University of Pittsburgh ECE 1175
Embedded programming on Raspberry Pi using C/C++/Python/Bash. The course covered design methodology, peripheral interfacing, and operating systems.
Spring 2023
The task for the first lab was to demonstrate the functionality of the Raspberry Pi. To do so, I attached the board to a chassis with two FS90R continuous servos and a wheel for each servo (See lab1_rover.png). I later added a USB webcam to record video. On the software side, I used the python packages pygame, cam, and gpiozero to implement a real-time W-A-S-D control scheme. To reduce servo jittering, I experimented with different gpio factories and settled on the PiGPIOFactory.
Lab 2 focused on utilizing the sensors and actuators of the Raspberry Pi Sense Hat attachment. Animations were done using a 8x8 LED array.
- Analog clock animation (anim.py)
- Color-changing diagonal animation (diagonal.py)
- An animated line that reacts to gyroscopic changes (gyro_line.py)
- An animation that responds to joystick inputs (joystick.py)
- A repeating timer written in C (timer.c)

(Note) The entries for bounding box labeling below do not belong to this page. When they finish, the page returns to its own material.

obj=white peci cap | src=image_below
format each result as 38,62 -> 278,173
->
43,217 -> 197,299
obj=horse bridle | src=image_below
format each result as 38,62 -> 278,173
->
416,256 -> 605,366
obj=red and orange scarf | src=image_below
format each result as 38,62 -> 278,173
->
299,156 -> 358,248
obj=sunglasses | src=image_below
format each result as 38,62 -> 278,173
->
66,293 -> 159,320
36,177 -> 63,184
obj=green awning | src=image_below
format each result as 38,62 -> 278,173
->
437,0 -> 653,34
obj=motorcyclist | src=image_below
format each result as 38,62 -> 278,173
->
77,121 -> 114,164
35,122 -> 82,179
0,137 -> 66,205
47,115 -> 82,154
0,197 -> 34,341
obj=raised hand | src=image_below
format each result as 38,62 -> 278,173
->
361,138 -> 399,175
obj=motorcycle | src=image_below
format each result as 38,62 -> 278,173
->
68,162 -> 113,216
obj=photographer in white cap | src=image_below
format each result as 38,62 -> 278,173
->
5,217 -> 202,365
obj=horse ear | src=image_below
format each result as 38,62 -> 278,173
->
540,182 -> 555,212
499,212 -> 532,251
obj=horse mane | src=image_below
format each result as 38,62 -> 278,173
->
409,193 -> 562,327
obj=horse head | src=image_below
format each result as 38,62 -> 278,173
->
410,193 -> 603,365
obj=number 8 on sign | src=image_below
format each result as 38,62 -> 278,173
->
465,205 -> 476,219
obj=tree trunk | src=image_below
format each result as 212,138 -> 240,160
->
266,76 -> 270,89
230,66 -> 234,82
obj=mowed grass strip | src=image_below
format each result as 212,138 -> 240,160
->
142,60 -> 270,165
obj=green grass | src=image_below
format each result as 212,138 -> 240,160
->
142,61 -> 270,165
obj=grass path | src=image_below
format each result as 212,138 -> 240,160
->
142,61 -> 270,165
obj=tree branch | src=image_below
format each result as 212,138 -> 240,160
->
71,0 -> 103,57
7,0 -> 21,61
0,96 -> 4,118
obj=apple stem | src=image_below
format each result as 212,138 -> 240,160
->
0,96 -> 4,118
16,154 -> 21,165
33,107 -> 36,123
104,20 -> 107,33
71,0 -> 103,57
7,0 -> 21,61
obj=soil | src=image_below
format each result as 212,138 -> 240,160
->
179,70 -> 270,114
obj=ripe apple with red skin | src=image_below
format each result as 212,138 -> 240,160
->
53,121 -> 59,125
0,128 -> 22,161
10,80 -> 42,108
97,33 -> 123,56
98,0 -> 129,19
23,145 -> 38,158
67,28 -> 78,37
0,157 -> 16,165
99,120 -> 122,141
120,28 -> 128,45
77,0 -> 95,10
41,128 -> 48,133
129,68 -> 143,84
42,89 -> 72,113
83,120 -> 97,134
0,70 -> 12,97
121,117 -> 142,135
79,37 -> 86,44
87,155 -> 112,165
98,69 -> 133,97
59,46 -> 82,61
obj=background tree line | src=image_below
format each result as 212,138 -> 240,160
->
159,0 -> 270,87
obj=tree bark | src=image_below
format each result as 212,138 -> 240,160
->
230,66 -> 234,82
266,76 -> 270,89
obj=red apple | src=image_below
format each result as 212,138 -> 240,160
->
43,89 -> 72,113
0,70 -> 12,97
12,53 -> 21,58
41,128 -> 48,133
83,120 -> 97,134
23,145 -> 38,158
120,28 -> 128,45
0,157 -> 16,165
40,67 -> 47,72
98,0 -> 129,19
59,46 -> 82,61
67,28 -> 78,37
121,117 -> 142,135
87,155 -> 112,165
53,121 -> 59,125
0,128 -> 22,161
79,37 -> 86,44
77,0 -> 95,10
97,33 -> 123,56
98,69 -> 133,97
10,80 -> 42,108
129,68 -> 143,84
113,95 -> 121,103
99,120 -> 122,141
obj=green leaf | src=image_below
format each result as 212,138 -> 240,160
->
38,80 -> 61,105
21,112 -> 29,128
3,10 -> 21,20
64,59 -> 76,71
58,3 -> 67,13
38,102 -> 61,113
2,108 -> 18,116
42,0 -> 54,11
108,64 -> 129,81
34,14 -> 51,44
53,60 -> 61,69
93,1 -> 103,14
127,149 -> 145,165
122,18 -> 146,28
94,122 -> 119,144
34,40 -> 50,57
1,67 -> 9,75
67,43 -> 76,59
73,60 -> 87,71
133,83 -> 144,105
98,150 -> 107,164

For the third lab, I wrote two C++ programs to blink the r/w integrated LED. The first (blink_VFM.cpp) modifies the trigger and blinks the LED using the linux virtual file system. The other one (blink_devmem.cpp) uses the virual memory (/dev/mem) and memory mapping functions to accomplish the same task. In addition, we wrote a code to perform matrix multiplication while optimizing CPU cache usage. We use 'perf' to measure the cache miss rate at runtime.
The tasks for this lab were to simulate ealiest deadline first (EDF) and rate-monotonic scheduling (RMS) and demonstrate multithreading in C++. The simulations (EDF.cpp & RMS.cpp) each simulate two periodic tasks with differing period and execution times. The multithreading program (multithreading.cpp) uses pthread.h and mutex locks to concurrently run two complex tasks on one CPU core.
Lab 5 required us to measure the runtimes of the matrix multiplication program from lab 4 at different CPU frequencies (for results, see matmul_runtimes.png). We also had to write a userspace CPU frequency governor to automatically manage the CPU clock speeds in the background (userspace_governor.py).